ExternalSecret resources define what gets synced and where. Each ExternalSecret references the ClusterSecretStore, specifies the remote secret path (e.g., prod/va1/dockerconfigjson), and maps it to a Kubernetes Secret in the target namespace. Sync interval is configurable (30 minutes in OVHcloud’s example). If the secret changes in Secret Manager, ESO reconciles automatically.

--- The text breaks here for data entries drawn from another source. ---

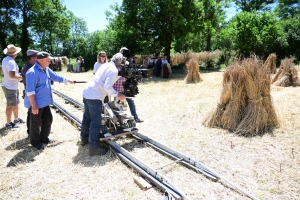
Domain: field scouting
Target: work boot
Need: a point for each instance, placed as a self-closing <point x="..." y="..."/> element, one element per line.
<point x="98" y="151"/>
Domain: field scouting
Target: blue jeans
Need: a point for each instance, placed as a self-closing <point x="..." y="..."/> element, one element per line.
<point x="91" y="122"/>
<point x="132" y="107"/>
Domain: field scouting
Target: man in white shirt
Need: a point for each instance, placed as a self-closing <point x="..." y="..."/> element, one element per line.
<point x="93" y="94"/>
<point x="10" y="85"/>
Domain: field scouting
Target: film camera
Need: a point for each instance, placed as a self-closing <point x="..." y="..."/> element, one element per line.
<point x="133" y="74"/>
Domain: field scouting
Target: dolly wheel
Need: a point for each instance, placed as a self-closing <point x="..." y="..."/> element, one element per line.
<point x="131" y="123"/>
<point x="103" y="129"/>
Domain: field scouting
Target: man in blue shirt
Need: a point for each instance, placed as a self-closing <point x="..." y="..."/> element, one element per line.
<point x="31" y="57"/>
<point x="38" y="98"/>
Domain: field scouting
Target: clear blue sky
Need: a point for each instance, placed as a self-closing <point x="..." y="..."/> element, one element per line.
<point x="93" y="11"/>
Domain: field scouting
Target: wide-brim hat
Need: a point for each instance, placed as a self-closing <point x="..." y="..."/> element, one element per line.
<point x="11" y="50"/>
<point x="43" y="54"/>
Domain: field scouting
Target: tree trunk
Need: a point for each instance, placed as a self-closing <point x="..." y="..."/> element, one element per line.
<point x="208" y="43"/>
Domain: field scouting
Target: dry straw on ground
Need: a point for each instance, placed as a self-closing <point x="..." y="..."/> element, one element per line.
<point x="245" y="105"/>
<point x="266" y="166"/>
<point x="204" y="57"/>
<point x="270" y="63"/>
<point x="287" y="74"/>
<point x="193" y="75"/>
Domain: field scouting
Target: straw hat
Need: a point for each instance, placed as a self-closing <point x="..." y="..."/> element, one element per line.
<point x="11" y="50"/>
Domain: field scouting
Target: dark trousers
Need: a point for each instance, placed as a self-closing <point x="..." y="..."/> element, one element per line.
<point x="40" y="126"/>
<point x="91" y="122"/>
<point x="28" y="121"/>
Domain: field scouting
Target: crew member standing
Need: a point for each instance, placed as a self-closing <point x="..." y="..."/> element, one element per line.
<point x="10" y="85"/>
<point x="93" y="94"/>
<point x="38" y="98"/>
<point x="31" y="57"/>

The entire data path stays within French/EU infrastructure. Compute on OVHcloud MKS (their CNCF-certified managed Kubernetes). Secrets in OVHcloud Secret Manager. Keys in OVHcloud KMS. No component touches US jurisdiction.
The SEAL Assessment
Mapping this stack against the SEAL framework:
| Criterion | OVHcloud Secret Manager + ESO | US Hyperscaler Secrets Manager |
|---|---|---|
| Legal jurisdiction | French law (OVH Groupe SA, RCS de Lille) | US law, CLOUD Act applies |
| Operational control | OVHcloud, EU-based personnel only | US parent company, global operations |
| Data residency | French datacenters (Roubaix, Gravelines, Strasbourg) | EU region, but US-controlled |
| Key management | OVHcloud KMS, KMIP-compatible, FIPS 140-2 L2 pending | Provider-managed, no KMIP portability |
| Supply chain | OVHcloud-owned datacenters, SecNumCloud 3.2 on three DCs | Leased or owned, but US corporate parent |
| SEAL level | SEAL-3 to SEAL-4 | SEAL-1 to SEAL-2 |
The gap between SEAL-2 and SEAL-3 is where jurisdiction lives. Running AWS Secrets Manager in
eu-west-1checks the data residency box but leaves legal jurisdiction and operational control in US hands. That’s SEAL-2 at best, and under DORA’s third-party risk requirements, it’s the kind of gap an auditor will flag.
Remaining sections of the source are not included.